Proprio in una delle zone collinari più belle e affascinanti della Campagna Toscana, in Provincia di Siena, sorge San Gimignano a 324 m. s.l.m., incredibile Città frutto degli eventi storici e del susseguirsi del tempo a partire dal III Secolo avanti Cristo
Oggi è ancora quasi interamente racchiusa dalle bellissime mura del XIII Secolo

San Gimignano è famosa nel Mondo anche per le sue numerose Torri Medievali (in origine 72) che ancora svettano sul fascinoso panorama.

Allontanandosi da San Gimignano e percorrendo per pochi chilometri la Strada Provinciale n. 1, verso Certaldo, troviamo sulla sinistra l’indicazione per la Località di Lucignano, presa questa direzione e seguendo una stradina in salita, dopo pochissimo, si trova, al Civico 43, la “Locanda dell’Artista”.

La Boutique Country InnLocanda dell’Artista” è una speciale e particolare attività di accoglienza, ubicata in Località Canonica, nata grazie alla grande passione di due persone del tutto eccezionali: Bloodworth Baker Lindsay e di Cristian Rovetta.
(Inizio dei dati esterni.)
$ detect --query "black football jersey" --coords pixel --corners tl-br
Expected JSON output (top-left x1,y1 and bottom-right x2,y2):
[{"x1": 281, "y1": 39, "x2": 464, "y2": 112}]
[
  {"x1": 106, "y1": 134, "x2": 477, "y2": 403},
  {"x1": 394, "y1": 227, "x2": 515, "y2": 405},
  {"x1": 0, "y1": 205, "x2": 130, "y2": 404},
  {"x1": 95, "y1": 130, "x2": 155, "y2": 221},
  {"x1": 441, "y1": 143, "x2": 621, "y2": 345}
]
Bloodworth Baker Lindsay è nato, il 30 Giugno 1962, negli Stati Uniti d’America, nella bella Città Portuale di Seattle sulla Costa Occidentale, il Capoluogo della Contea di King nello Stato di Washington
Fin da giovanissimo desiderava fare l’attore e per tale motivo si è dedicato a questo studiando a livello universitario. 
Ma, successivamente, entrato nel mondo del lavoro e trasferitosi a New York, ha avuto l’occasione di fare il Produttore Cinematografico e si è appassionato a tale impegno dimostrando tutto il suo grande talento.

Recatosi in California a Los Angeles è entrato a lavorare, ed è poi rimasto per 25 anni, alla Walt Disney Company
In quegli anni ha prodotto Film straordinari come “La Bella e la Bestia”, “Aladdin”, “Il Re Leone”, “Pocahontas” e Cortometraggicult” come “Destino” che sono stati più volte anche candidati o vincitori ai Premi Oscar.

Cristian Rovetta è nato, il 3 Gennaio 1970, nel piccolo Comune Lombardo di Carobbio degli Angeli, in Provincia di Bergamo
Dopo varie esperienze lavorative, Cristian, si è affacciato con successo nel mondo della moda, come venditore di accessori di abbigliamento per l’industria.
Con molta volontà e passione, dopo pochi anni, ha deciso di mettersi in proprio ed è diventato Titolare della DittaF.a.m.i.tex” fornitrice di accessori per importanti marchi del settore.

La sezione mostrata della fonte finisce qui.